Gudangberita.co.id, Batam – Kota Batam bersiap melakukan lompatan besar dalam transisi energi hijau. Melalui sinergi strategis antara Badan Pengusahaan (BP) Batam dan PT PLN Batam, Pulau Batam diproyeksikan bakal memiliki Pembangkit Listrik Tenaga Surya (PLTS) Terapung terbesar di Indonesia sekaligus Asia Tenggara.
Langkah ambisius ini ditandai dengan Penandatanganan Nota Kesepahaman (MoU) terkait Kerja Sama Pengembangan PLTS Terapung dengan total kapasitas mencapai 200 MWp di Auditorium Balairung Sari, BP Batam, Jumat (17/4/2026).
Proyek PLTS Terapung ini bukan sekadar tambahan infrastruktur, melainkan pilar utama dalam mewujudkan ekosistem industri yang ramah lingkungan. Direktur Utama PT PLN Batam, Kwin Fo, menyatakan bahwa kolaborasi ini adalah kontribusi nyata bagi peningkatan iklim investasi yang berkelanjutan di Kota Batam.

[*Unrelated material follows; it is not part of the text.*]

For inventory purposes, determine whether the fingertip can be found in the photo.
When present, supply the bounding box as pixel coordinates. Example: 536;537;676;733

“Dengan kolaborasi ini, Pulau Batam melangkah maju untuk menjadi penyedia energi bersih melalui PLTS Terapung terbesar di kawasan. Kami berharap ini memberikan manfaat luas bagi pertumbuhan ekonomi daerah,” ujar Kwin Fo.
Kepala BP Batam sekaligus Wali Kota Batam, Amsakar Achmad, menegaskan bahwa ketersediaan energi bersih kini menjadi syarat mutlak bagi investor global, terutama di sektor teknologi.